Prevention Is Better Than Cure

It often seems that our horses’ health problems come out of nowhere and from one day to the other. He did so well yesterday!

And this happens, for example, after accidents or falls. Though, many issues that demand our attention and prompt us to act are secondary. They often started much earlier in a different place than where they appear as a problem. What we see now often arises out of compensation, or a chain of compensation, for some other problem that wasn’t quite obvious.

Remember when the horse got stuck in his stall and seemed perfectly okay afterwards? Or is the horse less willing to go forward than before? When riding, is she heavy on the bit or shaking her head? Does he show resistances when tacking up? Does she frequently change to cross canter? The list could go on for a while.

(c) Dusan Kostic

Today more than ever we understand the connections in the horse’s body and continue to learn which problems are connected and where the causes may be. To cite just one example, our understanding of connections throughout the whole body is much greater today than it was a few years ago through our knowledge of myofascial kinetic lines that connect the entire body. And a blockage of the temporomandibular joint, which is of great importance in ridden horses, can lead to problems in completely different parts of the body. The muscular connections to the shoulder can cause disturbances in rhythm in the ridden horse and front leg lameness, for example.

But even in the past, veterinarians and other experienced horse people have already passed on their experience and knowledge about connections in the horse’s body and problems that are interrelated. So the problem and the knowledge about it are nothing new.

On the one hand, what we need are therapists who understand and recognize these connections and can therefore treat the cause instead of mere symptoms. And on the other hand, we need horse owners who know the value of prevention and take advantage of it.
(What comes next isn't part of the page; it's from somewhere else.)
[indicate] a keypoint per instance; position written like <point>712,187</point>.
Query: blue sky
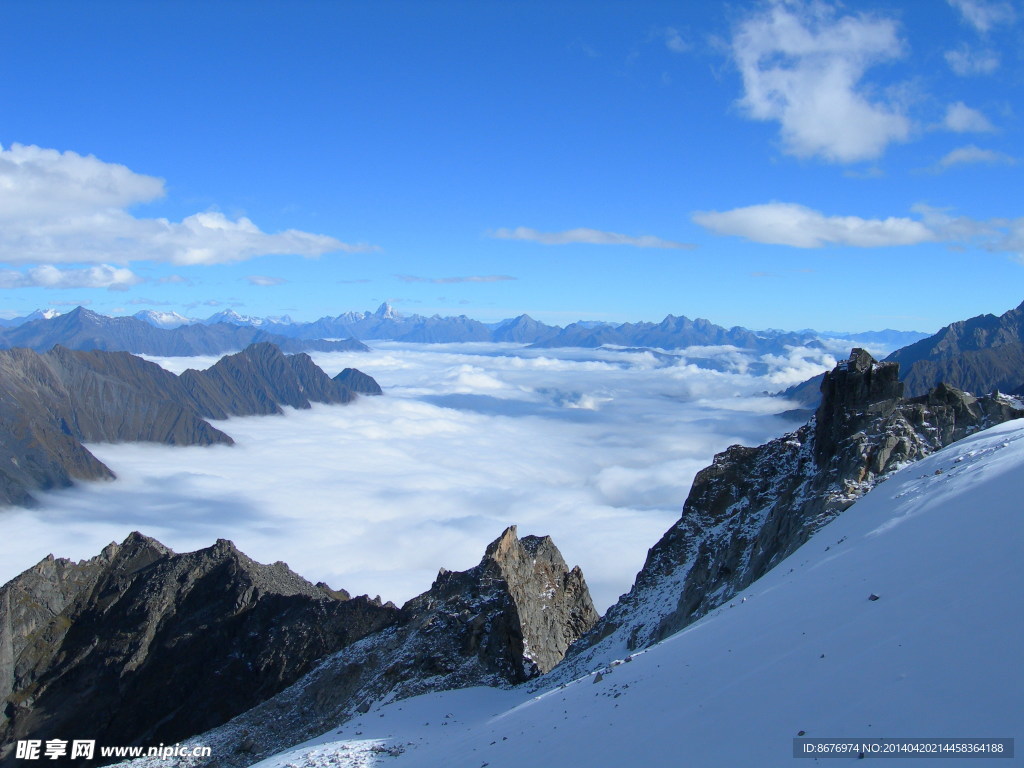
<point>766,164</point>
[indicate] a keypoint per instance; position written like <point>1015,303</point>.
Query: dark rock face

First, for the well-being of the horses, and second, for a more harmonious partnership between rider and horse.

If we do this, we can respond to minor disturbances early and prevent things from getting worse or occurring at all. Thus, it makes sense to have your horse checked by an acupuncturist, osteopath or manual therapist (semi-)annually.
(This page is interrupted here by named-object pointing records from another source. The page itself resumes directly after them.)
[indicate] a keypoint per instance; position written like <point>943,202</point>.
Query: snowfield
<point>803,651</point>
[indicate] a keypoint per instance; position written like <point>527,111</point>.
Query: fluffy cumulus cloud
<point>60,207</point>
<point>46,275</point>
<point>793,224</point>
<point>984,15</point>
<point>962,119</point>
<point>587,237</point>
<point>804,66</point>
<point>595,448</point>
In addition, one of the strengths of traditional Chinese medicine and therefore of acupuncture and acupressure is prevention. Since we can detect imbalances very early with this modality, which differs significantly in its approach from western conventional medicine, we are able to take countermeasures before more serious problems may manifest. This coupled with the knowledge of anatomical and biomechanical relationships makes both acupuncture and acupressure a powerful modality both in prevention and in the addressing of existing complaints.